Nur die Vertreter der beiden Lokalzeitungen und zwei Bürger waren Zuhörer der vorletzten diesjährigen Aufführung TRINKWASSER im Bornheimer Rathaus. Es begann mit einem Intermezzo zum

Gutachten über eine mögliche Gefährdung der Wasserversorgung.

Gleich zu Beginn der Sitzung konnte man die in der Luft liegende Anspannung bemerken, als ich die Sitzungsleitung fragte, warum erst im Dezember im Mobilitäts-/Verkehrsausschuss das bislang unter Verschluss gehaltene Gutachten über die Beeinträchtigungen unseres Wasserwerkes (beim Neubau einer Rheinbrücke) vorgestellt und diskutiert werde. Das Gutachten gehöre doch eigentlich heute hier im zuständigen Betriebs- (Wasserwerks-) Ausschuss besprochen und nicht nur einseitig in einem Verkehrsausschuss.

Doch Bürgermeister Christoph Becker begründete seine Entscheidung damit, dass derzeit keine akute Gefährdung der Wasserversorgung bestünde und die erstmalige Vorstellung und Diskussion im Mobilitäts-/Verkehrsausschuss daher zielführender sei. Am 8. Dezember würden die Mitglieder und die Öffentlichkeit umfassend informiert.

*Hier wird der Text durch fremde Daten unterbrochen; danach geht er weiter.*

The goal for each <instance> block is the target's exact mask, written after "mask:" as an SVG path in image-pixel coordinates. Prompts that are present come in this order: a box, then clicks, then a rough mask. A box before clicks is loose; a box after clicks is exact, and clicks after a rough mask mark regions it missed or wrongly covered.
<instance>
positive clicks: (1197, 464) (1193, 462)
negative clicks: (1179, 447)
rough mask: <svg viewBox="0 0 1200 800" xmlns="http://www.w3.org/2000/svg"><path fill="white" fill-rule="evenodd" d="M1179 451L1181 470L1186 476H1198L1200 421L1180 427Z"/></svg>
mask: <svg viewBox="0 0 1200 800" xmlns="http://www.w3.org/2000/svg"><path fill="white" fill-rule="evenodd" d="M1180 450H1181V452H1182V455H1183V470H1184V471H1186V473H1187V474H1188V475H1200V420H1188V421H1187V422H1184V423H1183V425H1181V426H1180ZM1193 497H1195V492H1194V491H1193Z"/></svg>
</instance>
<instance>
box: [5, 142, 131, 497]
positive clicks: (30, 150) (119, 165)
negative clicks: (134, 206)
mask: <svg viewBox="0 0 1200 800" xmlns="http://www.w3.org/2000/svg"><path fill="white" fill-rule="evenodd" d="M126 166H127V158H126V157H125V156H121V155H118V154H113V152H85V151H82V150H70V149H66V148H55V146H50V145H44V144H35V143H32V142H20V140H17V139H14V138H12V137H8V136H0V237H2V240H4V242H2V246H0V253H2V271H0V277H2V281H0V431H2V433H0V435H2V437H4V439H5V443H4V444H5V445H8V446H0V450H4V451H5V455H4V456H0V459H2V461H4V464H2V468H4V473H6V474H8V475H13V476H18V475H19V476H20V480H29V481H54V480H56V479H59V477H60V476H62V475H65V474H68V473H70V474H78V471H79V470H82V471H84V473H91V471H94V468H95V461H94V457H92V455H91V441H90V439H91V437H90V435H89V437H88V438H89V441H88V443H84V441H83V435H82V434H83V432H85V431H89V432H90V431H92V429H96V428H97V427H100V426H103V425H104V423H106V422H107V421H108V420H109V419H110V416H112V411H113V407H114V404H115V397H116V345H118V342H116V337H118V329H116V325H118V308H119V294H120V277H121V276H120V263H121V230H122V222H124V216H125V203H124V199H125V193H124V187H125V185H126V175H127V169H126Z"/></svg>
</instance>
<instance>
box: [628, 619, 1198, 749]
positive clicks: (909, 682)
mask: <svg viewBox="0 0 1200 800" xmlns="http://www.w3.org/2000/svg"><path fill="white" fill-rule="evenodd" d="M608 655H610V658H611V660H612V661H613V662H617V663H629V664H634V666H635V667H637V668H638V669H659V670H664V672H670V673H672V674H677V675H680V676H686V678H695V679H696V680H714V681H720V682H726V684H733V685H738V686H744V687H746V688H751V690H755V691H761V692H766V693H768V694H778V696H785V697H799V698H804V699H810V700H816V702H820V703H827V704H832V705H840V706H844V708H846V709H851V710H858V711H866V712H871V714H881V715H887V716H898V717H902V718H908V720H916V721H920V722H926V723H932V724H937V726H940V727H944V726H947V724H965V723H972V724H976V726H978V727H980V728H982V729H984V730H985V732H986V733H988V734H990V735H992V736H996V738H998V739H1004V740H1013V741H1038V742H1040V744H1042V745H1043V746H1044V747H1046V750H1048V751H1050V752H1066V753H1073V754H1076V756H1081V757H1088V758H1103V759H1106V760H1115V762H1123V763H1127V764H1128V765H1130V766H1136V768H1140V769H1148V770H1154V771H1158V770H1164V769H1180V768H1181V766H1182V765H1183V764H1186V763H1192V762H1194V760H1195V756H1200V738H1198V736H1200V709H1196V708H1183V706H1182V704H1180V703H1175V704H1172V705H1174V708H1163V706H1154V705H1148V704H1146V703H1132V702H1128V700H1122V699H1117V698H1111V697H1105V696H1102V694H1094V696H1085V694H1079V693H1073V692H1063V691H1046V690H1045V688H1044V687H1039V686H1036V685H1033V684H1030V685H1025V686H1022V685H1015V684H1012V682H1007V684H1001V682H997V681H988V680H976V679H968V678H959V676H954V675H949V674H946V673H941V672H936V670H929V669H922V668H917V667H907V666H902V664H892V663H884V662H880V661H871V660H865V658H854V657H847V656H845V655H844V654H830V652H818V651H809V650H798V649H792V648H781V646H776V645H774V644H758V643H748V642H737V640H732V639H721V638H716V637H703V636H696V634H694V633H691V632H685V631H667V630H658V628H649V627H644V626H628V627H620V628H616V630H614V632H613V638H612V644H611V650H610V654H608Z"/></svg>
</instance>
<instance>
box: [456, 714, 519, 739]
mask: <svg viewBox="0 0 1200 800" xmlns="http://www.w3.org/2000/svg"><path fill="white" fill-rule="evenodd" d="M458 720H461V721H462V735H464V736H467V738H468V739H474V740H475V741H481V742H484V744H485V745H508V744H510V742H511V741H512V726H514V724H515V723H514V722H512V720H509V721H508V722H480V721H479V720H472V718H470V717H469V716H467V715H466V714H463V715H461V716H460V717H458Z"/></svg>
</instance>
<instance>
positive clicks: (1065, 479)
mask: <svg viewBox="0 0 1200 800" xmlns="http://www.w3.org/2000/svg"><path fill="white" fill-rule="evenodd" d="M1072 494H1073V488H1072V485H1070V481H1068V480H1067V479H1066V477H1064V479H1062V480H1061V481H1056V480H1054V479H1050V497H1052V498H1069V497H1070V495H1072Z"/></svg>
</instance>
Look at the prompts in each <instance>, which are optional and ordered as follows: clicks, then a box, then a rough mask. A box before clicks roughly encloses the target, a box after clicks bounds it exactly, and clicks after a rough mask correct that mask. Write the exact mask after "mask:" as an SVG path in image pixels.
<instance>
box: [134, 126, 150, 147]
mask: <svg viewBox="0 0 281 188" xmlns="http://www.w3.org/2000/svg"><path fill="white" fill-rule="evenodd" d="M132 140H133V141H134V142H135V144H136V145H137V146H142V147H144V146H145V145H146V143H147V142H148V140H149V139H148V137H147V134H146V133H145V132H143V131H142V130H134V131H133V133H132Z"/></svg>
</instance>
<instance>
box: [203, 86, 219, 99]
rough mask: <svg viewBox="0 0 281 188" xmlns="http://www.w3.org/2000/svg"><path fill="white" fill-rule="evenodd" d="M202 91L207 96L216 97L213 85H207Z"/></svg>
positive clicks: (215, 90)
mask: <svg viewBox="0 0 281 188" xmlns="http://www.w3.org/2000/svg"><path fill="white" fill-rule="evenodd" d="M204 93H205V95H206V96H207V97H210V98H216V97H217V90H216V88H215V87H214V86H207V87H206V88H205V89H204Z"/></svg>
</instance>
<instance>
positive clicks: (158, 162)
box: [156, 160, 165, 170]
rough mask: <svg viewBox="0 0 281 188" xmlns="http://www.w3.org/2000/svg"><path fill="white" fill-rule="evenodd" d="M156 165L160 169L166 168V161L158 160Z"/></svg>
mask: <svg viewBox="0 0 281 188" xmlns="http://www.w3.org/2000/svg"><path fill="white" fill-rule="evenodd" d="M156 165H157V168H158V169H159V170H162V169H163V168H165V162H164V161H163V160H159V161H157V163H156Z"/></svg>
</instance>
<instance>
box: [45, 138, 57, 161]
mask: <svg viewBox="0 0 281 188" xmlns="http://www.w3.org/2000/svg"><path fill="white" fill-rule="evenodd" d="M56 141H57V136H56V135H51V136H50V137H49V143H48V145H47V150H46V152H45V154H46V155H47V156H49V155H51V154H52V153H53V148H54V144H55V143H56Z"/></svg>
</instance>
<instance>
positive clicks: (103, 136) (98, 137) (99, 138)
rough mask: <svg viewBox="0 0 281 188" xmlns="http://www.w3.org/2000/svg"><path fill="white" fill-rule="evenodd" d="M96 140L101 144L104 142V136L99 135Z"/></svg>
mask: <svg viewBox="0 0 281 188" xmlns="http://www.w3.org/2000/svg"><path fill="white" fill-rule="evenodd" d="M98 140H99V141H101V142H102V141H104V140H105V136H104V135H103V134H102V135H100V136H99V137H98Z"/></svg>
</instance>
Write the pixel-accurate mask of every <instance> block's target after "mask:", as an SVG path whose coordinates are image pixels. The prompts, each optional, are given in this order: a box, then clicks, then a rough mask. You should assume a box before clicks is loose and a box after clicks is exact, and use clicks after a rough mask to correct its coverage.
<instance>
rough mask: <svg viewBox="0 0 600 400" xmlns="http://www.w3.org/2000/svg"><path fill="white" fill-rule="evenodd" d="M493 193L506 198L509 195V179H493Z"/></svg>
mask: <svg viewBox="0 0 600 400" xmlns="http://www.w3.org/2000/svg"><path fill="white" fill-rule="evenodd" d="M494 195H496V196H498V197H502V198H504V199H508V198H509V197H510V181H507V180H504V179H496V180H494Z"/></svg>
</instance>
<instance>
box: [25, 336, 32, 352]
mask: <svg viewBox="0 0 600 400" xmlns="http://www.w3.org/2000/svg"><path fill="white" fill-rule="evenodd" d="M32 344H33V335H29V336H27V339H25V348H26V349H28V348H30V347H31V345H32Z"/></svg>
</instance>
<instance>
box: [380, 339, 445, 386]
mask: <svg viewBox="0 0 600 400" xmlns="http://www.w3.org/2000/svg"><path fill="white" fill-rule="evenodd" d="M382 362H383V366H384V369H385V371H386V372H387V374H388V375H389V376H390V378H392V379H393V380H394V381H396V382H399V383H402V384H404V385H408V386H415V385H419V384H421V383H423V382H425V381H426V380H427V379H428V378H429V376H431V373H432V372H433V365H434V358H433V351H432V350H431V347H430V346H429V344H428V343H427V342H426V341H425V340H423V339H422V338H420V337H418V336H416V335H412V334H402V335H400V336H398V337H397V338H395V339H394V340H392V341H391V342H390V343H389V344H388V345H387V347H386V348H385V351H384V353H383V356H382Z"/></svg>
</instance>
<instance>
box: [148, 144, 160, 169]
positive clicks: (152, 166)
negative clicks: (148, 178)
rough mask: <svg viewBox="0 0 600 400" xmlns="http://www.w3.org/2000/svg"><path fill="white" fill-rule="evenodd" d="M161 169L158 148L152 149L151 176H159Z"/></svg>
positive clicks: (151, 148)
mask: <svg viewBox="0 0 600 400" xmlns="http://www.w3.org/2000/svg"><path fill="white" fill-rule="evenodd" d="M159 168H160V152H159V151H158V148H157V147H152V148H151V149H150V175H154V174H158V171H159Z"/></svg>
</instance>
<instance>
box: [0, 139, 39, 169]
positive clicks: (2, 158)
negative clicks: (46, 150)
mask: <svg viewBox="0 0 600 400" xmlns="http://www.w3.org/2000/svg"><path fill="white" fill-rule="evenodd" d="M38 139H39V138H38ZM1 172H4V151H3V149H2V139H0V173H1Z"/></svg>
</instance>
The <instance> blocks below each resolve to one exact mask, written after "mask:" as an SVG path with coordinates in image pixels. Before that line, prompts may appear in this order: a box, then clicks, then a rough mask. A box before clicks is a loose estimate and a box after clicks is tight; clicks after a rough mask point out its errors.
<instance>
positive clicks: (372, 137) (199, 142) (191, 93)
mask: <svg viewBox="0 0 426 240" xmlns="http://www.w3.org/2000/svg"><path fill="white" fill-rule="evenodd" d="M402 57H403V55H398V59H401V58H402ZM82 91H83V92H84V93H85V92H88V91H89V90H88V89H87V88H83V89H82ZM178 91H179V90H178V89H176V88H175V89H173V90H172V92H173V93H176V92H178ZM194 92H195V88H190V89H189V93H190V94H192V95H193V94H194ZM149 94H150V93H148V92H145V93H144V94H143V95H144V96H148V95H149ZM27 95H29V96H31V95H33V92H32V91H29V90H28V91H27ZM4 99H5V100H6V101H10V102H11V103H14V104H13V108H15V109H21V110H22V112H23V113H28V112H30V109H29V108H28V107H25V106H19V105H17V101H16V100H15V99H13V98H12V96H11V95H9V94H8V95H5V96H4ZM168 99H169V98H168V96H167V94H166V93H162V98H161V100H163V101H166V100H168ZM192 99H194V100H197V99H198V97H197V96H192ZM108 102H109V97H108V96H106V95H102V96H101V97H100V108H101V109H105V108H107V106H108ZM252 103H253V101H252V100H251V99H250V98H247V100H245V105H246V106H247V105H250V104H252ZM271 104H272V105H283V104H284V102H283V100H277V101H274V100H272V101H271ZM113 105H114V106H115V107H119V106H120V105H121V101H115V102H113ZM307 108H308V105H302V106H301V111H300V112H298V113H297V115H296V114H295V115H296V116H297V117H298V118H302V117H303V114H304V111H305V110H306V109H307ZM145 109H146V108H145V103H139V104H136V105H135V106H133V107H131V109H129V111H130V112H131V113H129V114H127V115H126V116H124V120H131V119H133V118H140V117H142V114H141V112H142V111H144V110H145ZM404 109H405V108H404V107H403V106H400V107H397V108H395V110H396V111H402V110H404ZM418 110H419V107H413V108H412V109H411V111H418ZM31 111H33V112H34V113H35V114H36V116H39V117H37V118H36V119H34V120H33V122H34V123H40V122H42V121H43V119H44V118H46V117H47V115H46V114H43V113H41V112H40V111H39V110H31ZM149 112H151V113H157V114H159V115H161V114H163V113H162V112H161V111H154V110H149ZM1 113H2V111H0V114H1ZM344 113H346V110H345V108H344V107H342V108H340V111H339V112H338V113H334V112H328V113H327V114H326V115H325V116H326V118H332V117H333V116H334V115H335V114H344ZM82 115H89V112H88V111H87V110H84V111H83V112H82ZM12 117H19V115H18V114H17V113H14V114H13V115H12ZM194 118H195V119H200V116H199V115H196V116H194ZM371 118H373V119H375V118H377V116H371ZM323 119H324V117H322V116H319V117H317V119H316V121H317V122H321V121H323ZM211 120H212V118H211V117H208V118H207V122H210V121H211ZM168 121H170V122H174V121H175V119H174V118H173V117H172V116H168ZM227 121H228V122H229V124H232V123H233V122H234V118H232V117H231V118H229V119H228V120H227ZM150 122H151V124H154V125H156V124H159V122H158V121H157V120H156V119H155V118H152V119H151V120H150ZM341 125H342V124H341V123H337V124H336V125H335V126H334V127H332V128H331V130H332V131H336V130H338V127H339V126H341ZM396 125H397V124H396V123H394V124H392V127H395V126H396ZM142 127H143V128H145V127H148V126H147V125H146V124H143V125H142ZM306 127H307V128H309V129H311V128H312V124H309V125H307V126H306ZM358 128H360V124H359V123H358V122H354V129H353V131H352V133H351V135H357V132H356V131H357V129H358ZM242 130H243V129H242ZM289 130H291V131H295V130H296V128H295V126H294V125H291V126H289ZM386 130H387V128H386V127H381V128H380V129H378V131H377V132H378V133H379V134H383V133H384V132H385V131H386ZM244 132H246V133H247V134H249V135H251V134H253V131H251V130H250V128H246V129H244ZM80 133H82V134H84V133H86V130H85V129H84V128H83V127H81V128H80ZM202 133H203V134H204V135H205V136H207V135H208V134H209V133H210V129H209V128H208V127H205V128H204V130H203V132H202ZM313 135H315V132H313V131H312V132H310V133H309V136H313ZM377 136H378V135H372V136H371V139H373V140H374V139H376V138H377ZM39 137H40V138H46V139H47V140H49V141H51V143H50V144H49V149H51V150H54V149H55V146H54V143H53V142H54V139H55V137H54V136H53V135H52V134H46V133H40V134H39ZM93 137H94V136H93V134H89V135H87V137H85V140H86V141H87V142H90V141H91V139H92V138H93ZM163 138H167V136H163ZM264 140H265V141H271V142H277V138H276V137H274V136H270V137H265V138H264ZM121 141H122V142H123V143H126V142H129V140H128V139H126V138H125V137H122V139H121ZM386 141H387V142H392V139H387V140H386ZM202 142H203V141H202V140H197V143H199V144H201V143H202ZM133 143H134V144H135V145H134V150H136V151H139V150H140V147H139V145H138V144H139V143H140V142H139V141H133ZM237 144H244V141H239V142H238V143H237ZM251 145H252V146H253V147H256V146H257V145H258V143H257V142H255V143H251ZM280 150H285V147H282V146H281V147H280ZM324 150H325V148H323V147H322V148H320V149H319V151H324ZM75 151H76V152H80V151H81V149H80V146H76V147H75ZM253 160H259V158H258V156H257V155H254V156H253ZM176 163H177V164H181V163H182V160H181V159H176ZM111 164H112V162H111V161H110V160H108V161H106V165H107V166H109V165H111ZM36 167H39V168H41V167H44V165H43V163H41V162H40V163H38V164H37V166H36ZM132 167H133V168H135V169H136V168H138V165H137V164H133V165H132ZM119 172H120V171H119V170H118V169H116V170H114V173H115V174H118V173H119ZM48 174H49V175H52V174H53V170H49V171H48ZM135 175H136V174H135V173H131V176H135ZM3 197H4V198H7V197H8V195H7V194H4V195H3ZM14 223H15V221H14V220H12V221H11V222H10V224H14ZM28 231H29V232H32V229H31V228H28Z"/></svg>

Was Becker aber nicht erwähnte war, dass kurz vor dem Druck eines GA-Artikels mit der Überschrift „Wasserversorgung gefährdet“ er erstmals öffentlich Stellung zu diesem Gutachten nehmen musste und beim Erscheinen dieses Artikels die Tagesordnung des Betriebsausschusses schon längst feststand. Jetzt stand der Bürgermeister plötzlich unter Erklärungsdruck gegenüber dem Rat und der Öffentlichkeit, warum nach drei Monaten vorab die Leser des Generals Anzeigers über die Inhalte und das Fazit des Gutachtens erfuhren und nicht zuerst alle Ratsmitglieder. Die Sitzung des Mobilitätsausschusses im Dezember war dann zeitlich die nächstmögliche Sitzung. Bekanntlich führten aussagestarke Gutachten, die zu lange unter Verschluss gehalten wurden, in der Vergangenheit zu Irritationen und Ärger für die Verantwortlichen. Wie man im Kölner Generalvikariat bekanntlich bitter erfahren musste.

Meine Meinung:
Mit seinem Verzicht auf eine nachträgliche Erweiterung der Tagesordnung des zuständigen Fachausschusses ignoriert der Bürgermeister den Zuständigkeitsbereich des Betriebsausschusses. Im § 6, Abs. 1 der Zuständigkeitsordnung der Stadt Bornheim für den Betriebsausschuss steht: Der Betriebsausschuss berät über alle Angelegenheiten der Wasserversorgung.
Wenn seit August 2021 eine fachliche Stellungnahme über eine mögliche Gefährdung der öffentlichen Wasserversorgung in Bornheim und Wesseling vorliegt und seit dieser Zeit nur einem internen Kreis von Mitgliedern der Fraktionsspitzen und der Bürgerinitiative „NEIN zur Rheinspange“ die Inhalte bislang bekannt waren, müsste nach den Vorschriften der Zuständigkeitsordnung des Rates dieses Gutachten zwingend, spätestens im November, im Fachausschuss der Bornheimer Wasserversorgung behandelt werden.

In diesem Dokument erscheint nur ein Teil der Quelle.